Wednesday, January 4, 2012

The Second Row

I have a walk-in closet. Normally it's not "walk-in" because I have so many extra boxes and junk blocking the floor. Currently it's a pile of old textbooks I can't decide whether or not to sell. I have a row of hanging clothes... the ones I use. They're familiar. They smell like me (whatever that smells like).

But there's also another row. The clothes hanging in this row haven't been touched in years. They are from decades long past. Some are precious clothes from my childhood. Some are my mom's dresses from before she met my dad... shoulder pads, big flowers, loose... odd to the tastes of my generation. Some are just "strange" to my culture... dresses from Kuwait or Hungary. They smell of dust. Waiting to be worn, to see the sunlight. To be loved.

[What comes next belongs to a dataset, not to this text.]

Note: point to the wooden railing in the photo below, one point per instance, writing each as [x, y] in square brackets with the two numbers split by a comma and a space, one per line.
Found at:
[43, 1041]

Today I decided to push through the first row of clothes. And explore the old ones. The ones loved, but perhaps forgotten... Loved enough to be stored rather than thrown away. But when I brought them to my parents, they couldn't place them... they couldn't remember where they came from.

Some clothes I tried on made me feel like an elegant princess in Kuwait. Some made me feel like a clown. Some made me feel like a hippie.
Some clothes I could only look at... gently feel their loved fabric. I remembered days when the yellow dress nestled comfortably among the clothes hanging in the first row. Now it hangs dusty in the second. The teal sweater that saw many New Year celebrations, the black skirt that sat on the piano bench at church as I plunked through simple hymns.

But some of the clothes I tried on suddenly felt like me.
They might be a little odd, but so am I...

The ones with Hungarian embroidery suddenly grabbed my attention. Maybe it's because I just came from there. Maybe because I'm finally beginning to learn to truly love and cherish my heritage. I don't really know... but I decided they're moving to the first row. They will see sunlight.